北極氷河後退域におけるオオツボゴケ科蘚類(糞ゴケ)の胞子散布

*上野健(極地研),有川智己(慶応大・生物),内田雅己(極地研),伊村智(極地研),神田啓史(極地研)

オオツボゴケ科蘚類(糞ゴケ)は寒冷な地域に世界的に分布し、主に動物の死骸や糞の上に生育するコケ植物である。これらは、コケ植物のうち、胞子散布を動物(昆虫、主にハエ)に依存している唯一の種群である。
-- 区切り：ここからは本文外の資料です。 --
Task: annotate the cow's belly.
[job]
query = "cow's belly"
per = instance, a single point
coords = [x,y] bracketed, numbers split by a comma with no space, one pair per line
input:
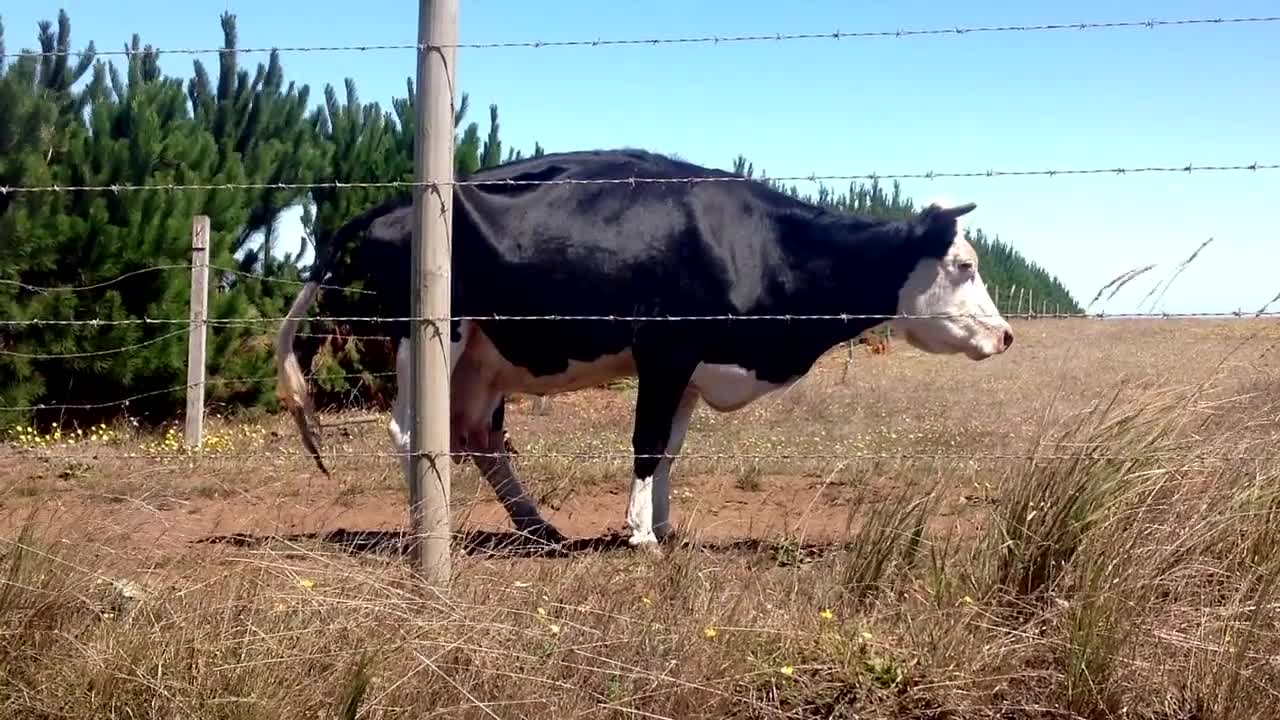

演者らは、ノルウェー北極スピッツベルゲン島ニーオルスン東ブレッガー氷河後退域において、氷河後退直後の裸地(氷河末端域)に飛来してくるコケ植物の侵入動態を調査したところ、6種類のオオツボゴケ科蘚類の胞子がハエによって運ばれてきていることを見出した。それらは、ハナシマルダイゴケ Tetraplodon mnioides、オオツボゴケ属Splachnumのなかの3種、ユリゴケ属Tayloriaのなかの2種の合計6種である。これらのオオツボゴケ科蘚類の胞子はどこから運ばれてきたのだろうか?このことを明らかにするためにはまず、調査地におけるオオツボゴケ科蘚類の分布パターンを知る必要がある。そこで、調査地全域におけるオオツボゴケ科蘚類の分布パターンを調査した結果、調査地に出現するオオツボゴケ科蘚類は、Tetraplodon mnioidesSplachnum vasculosumAplodon wormskioldiiの3種であり、これらは氷河末端から約1Km以内には分布しないことがわかった。これは、氷河末端域に運ばれてきた6種類のオオツボゴケ科蘚類は、少なくとも約1Km以上の距離を運ばれてきており、なかには調査地外から遠く運ばれてきている種が存在することを意味する。このことは、これまで至近距離での散布しか考えられてこなかったハエによるオオツボゴケ蘚類の胞子散布に、長距離散布の可能性があることを示唆する。